Institut de Biotecnologia i de Biomedicina, Universitat Autònoma de Barcelona, 08193 Bellaterra (Barcelona), Spain.
CIBIO/InBIO Research Center in Biodiversity and Genetic Resources, University of Porto, 4485-661 Vairão, Portugal.
Genome Res. 2020 May;30(5):724-735. doi: 10.1101/gr.255273.119. Epub 2020 May 18.
Despite the interest in characterizing genomic variation, the presence of large repeats at the breakpoints hinders the analysis of many structural variants. This is especially problematic for inversions, since there is typically no gain or loss of DNA. Here, we tested novel linkage-based droplet digital PCR (ddPCR) assays to study 20 inversions ranging from 3.1 to 742 kb flanked by inverted repeats (IRs) up to 134 kb long. Of those, we validated 13 inversions predicted by different genome-wide techniques. In addition, we obtained new experimental human population information across 95 African, European, and East Asian individuals for 16 inversions, including four already validated variants without high-throughput genotyping methods. Through comparison with previous data, independent replicates and both inversion breakpoints, we demonstrate that the technique is highly accurate and reproducible. Most studied inversions are widespread across continents, and their frequency is negatively correlated with genetic length. Moreover, all except two show clear signs of being recurrent, and we could better define the factors affecting recurrence levels and estimate the inversion rate across the genome. Finally, the generated genotypes have allowed us to check inversion functional effects, validating gene expression differences reported before for two inversions and finding new candidate associations. Therefore, the developed methodology makes it possible to screen these and other complex genomic variants quickly in a large number of samples for the first time, highlighting the importance of direct genotyping to assess their potential consequences and clinical implications.
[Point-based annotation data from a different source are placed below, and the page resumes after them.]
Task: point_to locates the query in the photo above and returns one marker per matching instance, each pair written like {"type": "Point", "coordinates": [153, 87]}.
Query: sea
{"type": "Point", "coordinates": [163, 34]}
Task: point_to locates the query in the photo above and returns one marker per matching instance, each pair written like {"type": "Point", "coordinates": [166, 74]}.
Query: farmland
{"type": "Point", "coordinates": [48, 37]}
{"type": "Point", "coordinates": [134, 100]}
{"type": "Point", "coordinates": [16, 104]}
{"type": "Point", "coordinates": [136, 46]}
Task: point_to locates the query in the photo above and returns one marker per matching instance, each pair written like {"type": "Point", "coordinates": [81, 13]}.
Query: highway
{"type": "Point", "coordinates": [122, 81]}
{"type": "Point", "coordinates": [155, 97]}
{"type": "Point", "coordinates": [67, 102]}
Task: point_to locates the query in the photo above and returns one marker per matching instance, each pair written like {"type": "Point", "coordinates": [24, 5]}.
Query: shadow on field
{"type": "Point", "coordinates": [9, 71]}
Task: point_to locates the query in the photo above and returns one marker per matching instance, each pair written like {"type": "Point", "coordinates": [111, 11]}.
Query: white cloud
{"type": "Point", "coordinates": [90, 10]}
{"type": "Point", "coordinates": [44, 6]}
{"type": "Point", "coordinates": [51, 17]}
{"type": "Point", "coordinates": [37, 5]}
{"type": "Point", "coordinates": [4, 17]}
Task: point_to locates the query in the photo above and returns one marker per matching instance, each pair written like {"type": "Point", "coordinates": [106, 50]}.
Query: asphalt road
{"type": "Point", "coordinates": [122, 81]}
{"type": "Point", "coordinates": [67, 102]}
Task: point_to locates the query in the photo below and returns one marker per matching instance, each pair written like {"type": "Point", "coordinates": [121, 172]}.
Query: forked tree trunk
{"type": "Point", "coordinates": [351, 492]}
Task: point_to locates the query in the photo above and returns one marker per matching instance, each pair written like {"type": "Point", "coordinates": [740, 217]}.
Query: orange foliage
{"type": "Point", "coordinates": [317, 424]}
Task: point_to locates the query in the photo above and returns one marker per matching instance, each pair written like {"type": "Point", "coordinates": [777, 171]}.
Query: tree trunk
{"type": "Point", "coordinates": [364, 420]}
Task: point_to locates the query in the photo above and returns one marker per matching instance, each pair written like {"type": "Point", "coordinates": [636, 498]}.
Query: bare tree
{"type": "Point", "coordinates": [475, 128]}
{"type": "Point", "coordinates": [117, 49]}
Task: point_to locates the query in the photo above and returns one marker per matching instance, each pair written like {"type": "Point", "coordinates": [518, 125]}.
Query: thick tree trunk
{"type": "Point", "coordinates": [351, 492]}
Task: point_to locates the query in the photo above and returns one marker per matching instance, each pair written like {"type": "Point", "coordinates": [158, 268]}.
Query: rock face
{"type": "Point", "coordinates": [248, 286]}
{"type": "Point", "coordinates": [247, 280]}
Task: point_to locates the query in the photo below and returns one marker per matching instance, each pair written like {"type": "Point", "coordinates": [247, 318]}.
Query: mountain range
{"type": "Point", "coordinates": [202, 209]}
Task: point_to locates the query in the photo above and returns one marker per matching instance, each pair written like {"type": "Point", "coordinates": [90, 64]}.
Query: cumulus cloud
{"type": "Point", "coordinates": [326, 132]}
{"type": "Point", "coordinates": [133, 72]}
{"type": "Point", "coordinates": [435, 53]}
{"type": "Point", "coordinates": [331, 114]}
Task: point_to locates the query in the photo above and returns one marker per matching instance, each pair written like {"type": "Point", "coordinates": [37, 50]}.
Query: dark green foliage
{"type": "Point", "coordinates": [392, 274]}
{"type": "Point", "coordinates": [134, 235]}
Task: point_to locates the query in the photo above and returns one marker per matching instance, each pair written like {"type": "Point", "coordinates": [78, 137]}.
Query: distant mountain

尽管人们对描述基因组变异很感兴趣,但在断点处存在大的重复序列会阻碍许多结构变异的分析。这对于倒位来说尤其成问题,因为通常不会有 DNA 的获得或丢失。在这里,我们测试了新的基于连锁的液滴数字 PCR (ddPCR) 检测方法,以研究 20 个倒位,这些倒位的侧翼是长达 134kb 的反向重复(IRs),长度从 3.1kb 到 742kb 不等。其中,我们验证了通过不同的全基因组技术预测的 13 个倒位。此外,我们在 95 个非洲、欧洲和东亚个体中获得了 16 个倒位的新的人类群体实验信息,其中包括四个没有高通量基因分型方法的已验证变体。通过与以前的数据、独立重复和两个反转点进行比较,我们证明了该技术具有高度的准确性和可重复性。大多数研究的倒位在各大洲都很普遍,其频率与遗传长度呈负相关。此外,除了两个以外,所有的倒位都显示出明显的重复发生的迹象,我们可以更好地定义影响重复水平的因素,并估计整个基因组的反转率。最后,生成的基因型使我们能够检查反转的功能效应,验证以前报道的两个反转的基因表达差异,并发现新的候选关联。因此,该方法首次使我们能够在大量样本中快速筛选这些和其他复杂的基因组变体,突出了直接基因分型来评估它们潜在后果和临床意义的重要性。